Worries over cleanliness are dispelled by the ozone cleaning system which destroys all bacteria, and is less polluting than ordinary dry cleaning. However, I do of course realise that rent-worthy events are rare right now! The ripple effect of all of this is being felt far and wide. Luxury designers are reconsidering the need for so many “seasons”, and the fact that they are so out of line with our real seasons that we get swimwear deliveries in November, and coats in June. What sense does that make to anyone? There is an industry quietly building that utilises waste from the existing clothing production processes, and repurposes it into super cool swimwear and sleek, minimal bags. There are exciting new collaborations between scientists and fashion designers, producing jackets that photosynthesise – absorbing carbon and producing oxygen whilst being worn.
More than plastic visors at the till and staggered entry at your local department store, this is the real future of fashion, the true opportunity for an exciting rethink of a retail industry that was old and tired. But it will take a little more time to get there. In the meantime, we must consider our purchases carefully, not only what do we really need, but which brands do we want to support, which brands uphold our values, and how did they behave in the time of crisis? Many will not survive, so we must spend wisely. It’s much more beneficial for a brand to now sell through its own website and not through a third party, as they have to pay up to 30 per cent of the price to the department store or online brand store. So shop directly if you can, even if the delivery offered isn’t quite as quick.
Local shopping has also made something of a comeback. While at the beginning of lockdown this may have come in the form of the return of the corner shop, now at the end of lockdown could this see a revival of the local boutique?
It feels much safer than risking public transport to get to the centre of town, so if there is a local store that you love, support them when they reopen. They will desperately need your business, and will be hugely grateful to see you and your cash.
I love fashion, but don’t love what it had become before lockdown happened. Wouldn’t it be wonderful if the new normal isn’t just what we did before with the added headache of longer queues, shut changing rooms and hand sanitiser at the door? Wouldn’t it be better instead if it was a return to the old kind of relationship we had with clothing; where something was valued and treasured, instead of worn then discarded without a thought.
6 ways a shopping trip will look different after lockdown, by Tamara Abraham
Much like supermarkets, many retailers will insist on a specific route through the store in an effort to maintain social distancing. There will also likely be a limit to the number of shoppers in-store, so expect to queue outside if a shop is at capacity.

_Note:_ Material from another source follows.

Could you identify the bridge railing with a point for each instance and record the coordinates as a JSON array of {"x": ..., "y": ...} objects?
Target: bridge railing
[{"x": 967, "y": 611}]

Some shops will require customers to don a face mask and use hand sanitiser upon entering. Staff will probably be wearing masks and gloves, and will use hand sanitiser before assisting each customer. We’ll see dispensers stationed across each store for both staff and customers.
If fitting rooms are open at all, only every other cubicle will be open in order to maintain social distancing.
Expect any tried-on clothes and shoes to be quarantined for up to 72 hours before they are returned to the shop floor. The same process will apply to online returns.
In need of a new pair of summer sandals? We’ll have to use (more) hand sanitiser before touching any products and wear disposable pop socks before trying them on.
Checkouts will be fitted with “sneeze guards”: perspex screens to protect the customer and the cashier. Many retailers also insist on card transactions only to reduce the risk of infection in handling cash.